Tiredness shadowed my steps along the cracked sidewalk. I blamed my roommate for my exhausted, overworked state, since she’d bought the boxed wine. The alcohol only encouraged her to yammer on late into the night with her crazy plan. Not only that, but she’d scared the heck out of me about what would happen if her hairbrained idea went wrong when she confronted Ben.

The backpack was key—for whatever reason. She didn’t say. I didn’t ask.

Regardless, I’d committed to memory and sworn an oath that if I had to make a break for it—her words—I’d take it with me. We’d even packed emergency bags with some clothes. So weird. The only reason I’d remembered my drunken promise was because I’d tripped over the loose floorboard in my bedroom getting ready for work.

I turned down an alley, trudged through it, and then made it to the backyard before I got to the stairs. I could practically feel the softness of my pillow beneath my head. So close.

Some sixth sense had me looking up, and I stopped midway in my climb up the stairs to the rear entrance of the apartment.

The back door was ajar.

Someone’s in my house.

I clutched the decrepit railing, jagged splinters biting into my palm, and fixed my gaze past the landing.

I froze, straining my ears. “Hello!” Adrenaline and fear chased my exhaustion away as I waited, but there was no response.

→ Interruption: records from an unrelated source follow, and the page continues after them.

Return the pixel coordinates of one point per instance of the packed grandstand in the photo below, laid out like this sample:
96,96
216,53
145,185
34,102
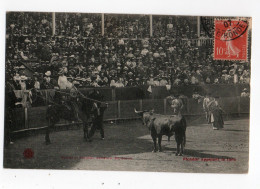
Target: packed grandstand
98,50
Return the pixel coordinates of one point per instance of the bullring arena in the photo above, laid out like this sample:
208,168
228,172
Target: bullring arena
128,144
134,62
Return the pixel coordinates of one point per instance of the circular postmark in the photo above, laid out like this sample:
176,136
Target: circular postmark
224,29
28,153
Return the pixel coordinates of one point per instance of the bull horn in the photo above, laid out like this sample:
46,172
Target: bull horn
140,113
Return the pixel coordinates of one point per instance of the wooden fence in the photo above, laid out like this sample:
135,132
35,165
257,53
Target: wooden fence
31,118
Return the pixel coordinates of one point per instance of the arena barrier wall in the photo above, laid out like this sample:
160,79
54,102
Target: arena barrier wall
158,92
34,117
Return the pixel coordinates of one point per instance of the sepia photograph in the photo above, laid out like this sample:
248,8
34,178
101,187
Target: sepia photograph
127,92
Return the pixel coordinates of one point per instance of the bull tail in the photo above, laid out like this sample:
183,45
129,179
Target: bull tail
184,139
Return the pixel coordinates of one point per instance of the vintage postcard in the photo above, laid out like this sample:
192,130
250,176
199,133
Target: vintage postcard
127,92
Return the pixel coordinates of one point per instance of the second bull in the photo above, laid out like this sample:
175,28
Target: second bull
160,125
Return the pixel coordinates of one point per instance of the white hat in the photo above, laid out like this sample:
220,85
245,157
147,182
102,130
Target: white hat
23,77
17,77
48,73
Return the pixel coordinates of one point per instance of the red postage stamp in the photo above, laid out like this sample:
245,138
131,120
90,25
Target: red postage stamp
231,39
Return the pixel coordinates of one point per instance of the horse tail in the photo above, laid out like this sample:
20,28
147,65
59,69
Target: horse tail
184,125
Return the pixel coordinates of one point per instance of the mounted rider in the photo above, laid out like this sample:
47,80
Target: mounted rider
176,104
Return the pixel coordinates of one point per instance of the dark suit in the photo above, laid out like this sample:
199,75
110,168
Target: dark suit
98,120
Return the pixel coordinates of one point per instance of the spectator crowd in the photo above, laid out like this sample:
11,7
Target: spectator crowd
125,55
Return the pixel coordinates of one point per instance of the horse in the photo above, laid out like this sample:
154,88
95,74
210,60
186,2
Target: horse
77,107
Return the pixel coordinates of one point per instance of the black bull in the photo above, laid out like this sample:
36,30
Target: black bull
160,125
74,109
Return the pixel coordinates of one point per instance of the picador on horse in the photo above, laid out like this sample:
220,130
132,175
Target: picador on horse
75,106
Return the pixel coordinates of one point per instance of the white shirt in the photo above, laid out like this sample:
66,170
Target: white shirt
62,82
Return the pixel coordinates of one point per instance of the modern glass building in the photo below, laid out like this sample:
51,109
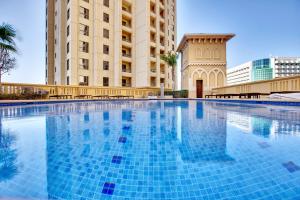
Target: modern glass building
262,70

No out-of-place sounds alerted me to danger. I let another minute pass to be sure. When there was nothing, the tension from the possible break-in melted from between my shoulder blades, and I slumped against the rickety wood. I’d overreacted. It was probably Lauralee, who’d forgotten again to pull hard enough on the door to latch it shut.

A bead of sweat trickled down my back. The humid Georgia air was thick and would be even heavier in our dingy apartment. I trudged up the remaining stairs, my eyelids falling back to half mast, and shoved the door fully open, focusing only on reaching my bedroom and falling into a coma-like sleep.

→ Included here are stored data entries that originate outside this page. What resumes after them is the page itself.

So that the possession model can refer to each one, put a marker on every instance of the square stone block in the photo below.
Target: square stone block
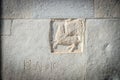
(67, 35)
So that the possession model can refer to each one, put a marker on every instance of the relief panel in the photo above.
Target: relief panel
(67, 35)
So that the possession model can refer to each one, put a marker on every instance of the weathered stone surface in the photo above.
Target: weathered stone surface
(27, 56)
(103, 49)
(63, 8)
(17, 8)
(5, 27)
(107, 8)
(47, 8)
(67, 35)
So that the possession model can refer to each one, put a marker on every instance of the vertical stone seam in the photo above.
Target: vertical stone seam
(11, 27)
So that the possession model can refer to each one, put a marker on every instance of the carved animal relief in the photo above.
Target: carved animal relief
(67, 36)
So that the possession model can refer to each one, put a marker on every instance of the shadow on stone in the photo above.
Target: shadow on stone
(0, 41)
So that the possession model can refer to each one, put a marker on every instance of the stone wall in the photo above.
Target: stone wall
(25, 40)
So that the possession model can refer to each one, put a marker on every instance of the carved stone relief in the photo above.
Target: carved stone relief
(67, 35)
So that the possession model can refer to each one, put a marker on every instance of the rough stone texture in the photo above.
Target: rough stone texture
(17, 8)
(107, 8)
(27, 56)
(5, 27)
(47, 8)
(103, 49)
(63, 8)
(67, 35)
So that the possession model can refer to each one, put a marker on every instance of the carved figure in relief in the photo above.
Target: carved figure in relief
(69, 34)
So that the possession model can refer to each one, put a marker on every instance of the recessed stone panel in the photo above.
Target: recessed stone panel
(67, 35)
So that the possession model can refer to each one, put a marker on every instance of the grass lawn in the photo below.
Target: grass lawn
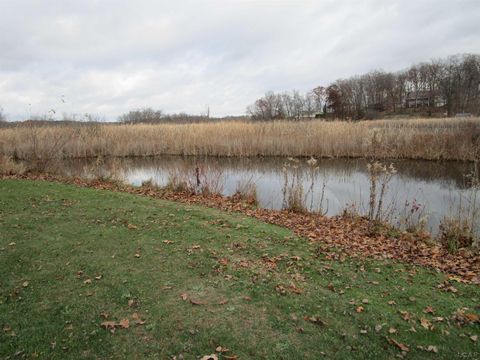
(193, 281)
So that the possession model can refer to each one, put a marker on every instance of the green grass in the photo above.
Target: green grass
(50, 232)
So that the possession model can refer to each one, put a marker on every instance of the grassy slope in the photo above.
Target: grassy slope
(59, 230)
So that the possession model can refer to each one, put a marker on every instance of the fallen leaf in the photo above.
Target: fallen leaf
(210, 357)
(426, 324)
(472, 317)
(428, 310)
(221, 349)
(399, 345)
(124, 323)
(104, 314)
(405, 315)
(137, 320)
(196, 302)
(315, 320)
(109, 324)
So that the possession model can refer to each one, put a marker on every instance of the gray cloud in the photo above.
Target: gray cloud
(108, 57)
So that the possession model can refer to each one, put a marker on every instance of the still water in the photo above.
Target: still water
(434, 189)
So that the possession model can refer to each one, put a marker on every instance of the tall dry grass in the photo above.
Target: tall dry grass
(453, 139)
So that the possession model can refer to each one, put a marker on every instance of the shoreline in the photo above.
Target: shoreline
(337, 236)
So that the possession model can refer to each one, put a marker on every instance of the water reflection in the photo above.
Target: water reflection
(436, 186)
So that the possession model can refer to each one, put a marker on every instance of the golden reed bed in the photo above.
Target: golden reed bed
(433, 139)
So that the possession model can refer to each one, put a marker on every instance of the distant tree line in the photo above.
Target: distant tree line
(446, 86)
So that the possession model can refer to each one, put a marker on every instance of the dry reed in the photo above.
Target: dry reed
(432, 139)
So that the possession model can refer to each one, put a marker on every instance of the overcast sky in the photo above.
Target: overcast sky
(110, 56)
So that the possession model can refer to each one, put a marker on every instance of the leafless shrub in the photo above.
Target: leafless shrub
(10, 167)
(292, 189)
(201, 179)
(412, 217)
(380, 176)
(294, 195)
(247, 190)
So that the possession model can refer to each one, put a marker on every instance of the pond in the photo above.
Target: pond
(419, 190)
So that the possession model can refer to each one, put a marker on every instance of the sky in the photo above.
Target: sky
(107, 57)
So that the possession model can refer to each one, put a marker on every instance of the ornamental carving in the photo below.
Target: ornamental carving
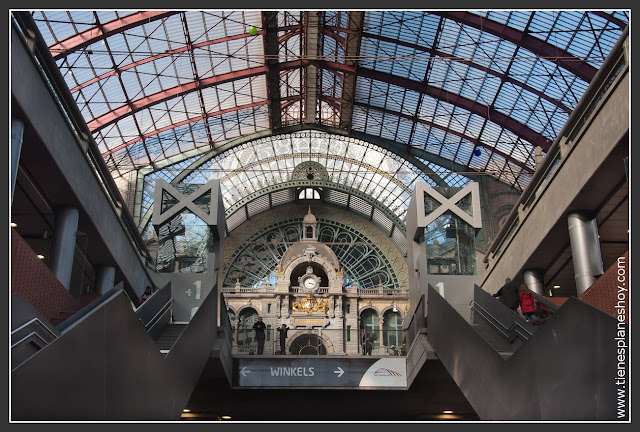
(309, 304)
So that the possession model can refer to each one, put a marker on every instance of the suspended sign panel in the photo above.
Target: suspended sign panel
(319, 372)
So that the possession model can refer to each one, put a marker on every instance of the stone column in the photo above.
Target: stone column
(64, 242)
(534, 279)
(585, 250)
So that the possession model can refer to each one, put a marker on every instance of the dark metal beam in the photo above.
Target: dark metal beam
(576, 66)
(448, 57)
(103, 31)
(621, 24)
(473, 140)
(310, 50)
(351, 50)
(271, 48)
(474, 107)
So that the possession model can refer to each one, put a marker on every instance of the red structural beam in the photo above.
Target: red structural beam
(577, 66)
(159, 56)
(137, 105)
(182, 123)
(103, 31)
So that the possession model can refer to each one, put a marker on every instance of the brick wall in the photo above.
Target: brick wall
(34, 281)
(605, 293)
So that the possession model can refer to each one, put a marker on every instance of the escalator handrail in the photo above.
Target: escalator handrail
(510, 332)
(85, 311)
(33, 321)
(489, 306)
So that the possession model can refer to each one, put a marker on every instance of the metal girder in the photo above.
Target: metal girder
(137, 105)
(182, 123)
(490, 71)
(351, 50)
(311, 31)
(271, 50)
(621, 24)
(121, 69)
(520, 130)
(568, 61)
(102, 31)
(473, 140)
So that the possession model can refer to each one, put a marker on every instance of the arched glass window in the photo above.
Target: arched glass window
(245, 329)
(309, 193)
(369, 323)
(392, 329)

My toe caught on something, and I lurched forward, stumbling over the kitchen’s time-worn linoleum floor, banging my leg into our garage-sale-special table. That was when I noticed the mess—and not Lauralee’s usual sloppiness but complete disarray. Cabinet doors were opened, the drawers’ contents emptied onto the floors. The stove was virtually clean but for that damn pan of hardened pasta from Lauralee’s dinner the night before. She’d sworn she would clean it up but hadn’t.

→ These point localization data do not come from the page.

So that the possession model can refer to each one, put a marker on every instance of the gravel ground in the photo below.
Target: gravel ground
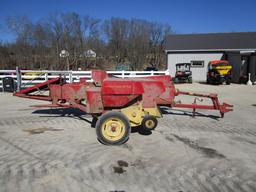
(57, 150)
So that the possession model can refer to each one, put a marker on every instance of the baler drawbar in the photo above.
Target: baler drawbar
(118, 104)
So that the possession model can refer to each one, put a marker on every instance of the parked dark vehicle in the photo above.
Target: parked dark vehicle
(183, 73)
(219, 71)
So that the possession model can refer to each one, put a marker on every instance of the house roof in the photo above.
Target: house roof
(212, 42)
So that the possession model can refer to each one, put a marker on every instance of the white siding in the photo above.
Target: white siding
(198, 74)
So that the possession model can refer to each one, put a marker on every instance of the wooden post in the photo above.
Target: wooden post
(19, 80)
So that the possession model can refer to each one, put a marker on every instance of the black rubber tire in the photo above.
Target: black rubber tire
(144, 123)
(103, 118)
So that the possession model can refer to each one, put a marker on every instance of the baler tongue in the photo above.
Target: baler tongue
(223, 108)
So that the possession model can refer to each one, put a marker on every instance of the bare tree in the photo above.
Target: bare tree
(116, 40)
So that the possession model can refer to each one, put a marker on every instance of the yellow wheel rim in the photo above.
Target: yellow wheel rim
(150, 124)
(113, 129)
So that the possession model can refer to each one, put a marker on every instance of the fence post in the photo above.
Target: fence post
(122, 73)
(70, 77)
(18, 73)
(46, 76)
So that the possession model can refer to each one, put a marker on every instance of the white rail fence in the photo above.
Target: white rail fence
(32, 77)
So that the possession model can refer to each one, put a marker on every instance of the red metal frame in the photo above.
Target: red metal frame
(111, 93)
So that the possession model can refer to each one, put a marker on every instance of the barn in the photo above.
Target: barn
(198, 49)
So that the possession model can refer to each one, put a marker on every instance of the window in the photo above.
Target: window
(197, 64)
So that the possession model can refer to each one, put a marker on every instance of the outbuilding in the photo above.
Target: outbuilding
(198, 49)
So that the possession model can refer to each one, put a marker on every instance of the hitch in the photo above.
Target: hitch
(223, 108)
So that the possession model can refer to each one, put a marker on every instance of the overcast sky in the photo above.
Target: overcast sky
(185, 16)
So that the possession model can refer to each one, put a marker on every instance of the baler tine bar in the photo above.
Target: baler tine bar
(223, 108)
(36, 87)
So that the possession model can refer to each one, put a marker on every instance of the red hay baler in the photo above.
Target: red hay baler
(118, 104)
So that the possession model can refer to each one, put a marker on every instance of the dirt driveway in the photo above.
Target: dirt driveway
(57, 150)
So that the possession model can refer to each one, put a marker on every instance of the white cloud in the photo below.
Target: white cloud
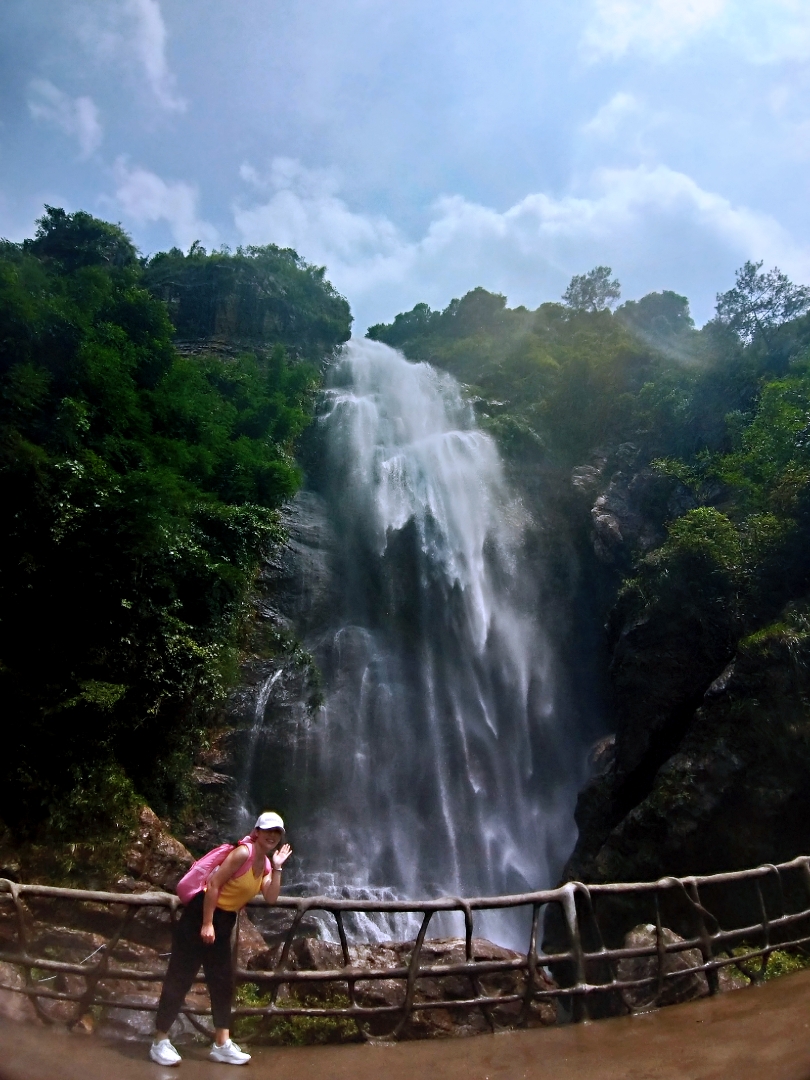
(608, 121)
(149, 42)
(145, 197)
(133, 32)
(763, 30)
(657, 227)
(75, 116)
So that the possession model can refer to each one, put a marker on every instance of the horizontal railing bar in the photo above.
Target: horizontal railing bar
(440, 904)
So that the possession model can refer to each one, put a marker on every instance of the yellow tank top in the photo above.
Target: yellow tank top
(235, 892)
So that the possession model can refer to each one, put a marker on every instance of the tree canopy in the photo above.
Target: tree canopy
(139, 486)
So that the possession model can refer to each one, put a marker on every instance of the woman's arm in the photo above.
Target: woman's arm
(271, 886)
(224, 873)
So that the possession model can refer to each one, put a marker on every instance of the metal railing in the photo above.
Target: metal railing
(581, 967)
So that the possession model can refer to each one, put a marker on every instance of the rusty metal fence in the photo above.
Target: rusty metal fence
(577, 960)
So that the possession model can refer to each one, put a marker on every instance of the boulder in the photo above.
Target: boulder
(674, 987)
(154, 855)
(440, 991)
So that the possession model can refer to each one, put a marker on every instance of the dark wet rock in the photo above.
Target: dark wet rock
(733, 791)
(676, 983)
(629, 515)
(154, 855)
(15, 1007)
(440, 990)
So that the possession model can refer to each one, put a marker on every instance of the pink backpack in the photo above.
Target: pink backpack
(197, 877)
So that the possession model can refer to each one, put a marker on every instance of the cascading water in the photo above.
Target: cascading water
(439, 763)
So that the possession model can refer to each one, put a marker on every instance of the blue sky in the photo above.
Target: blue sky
(419, 148)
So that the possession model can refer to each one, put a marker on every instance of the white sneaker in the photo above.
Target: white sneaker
(164, 1053)
(228, 1054)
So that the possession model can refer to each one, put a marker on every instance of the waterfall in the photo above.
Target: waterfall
(439, 763)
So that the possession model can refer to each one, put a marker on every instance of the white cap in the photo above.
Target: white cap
(269, 820)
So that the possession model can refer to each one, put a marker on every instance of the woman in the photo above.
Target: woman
(203, 935)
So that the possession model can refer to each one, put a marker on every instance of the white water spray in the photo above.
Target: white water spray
(439, 764)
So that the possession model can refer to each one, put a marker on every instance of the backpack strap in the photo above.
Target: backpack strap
(247, 842)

There was no way she made that mess. I mean, she was a certified slob, but our apartment had been tossed.

Fear crawled up my spine. I had been correct. Someone was inside.

I pulled at my hair and vowed to get myself together. I had to get out of there.

A floorboard creaked, and I tensed to run just as Ben Amato rounded the corner from the living room into the kitchen.

“What are you doing here?” I shrieked. Surprise held me immobile. “Where’s Lauralee?”

Had they fought?

A slow, malicious smile curved Ben’s thin lips as he closed the distance between us. His hand shot out, his palm spanning the width of my neck. I squeaked in shock as his fingers tightened, limiting my air supply.

My hands flew to where he held me. I tried to pry his meaty fingers free, digging my nails in for purchase. He observed me as if I was an insignificant bug, one he wanted to crush under his shoe.

“Summer.” He pulled me closer. “This is going to be fun. I could have brought others to help me kill you, but I thought it would be more… intimate with just the two of us.”

I wanted to hurl and would have, but I couldn’t fully inflate my lungs. I wheezed air as if through a pinched straw. Panic coursed through my body, and spots danced around the edges of my vision.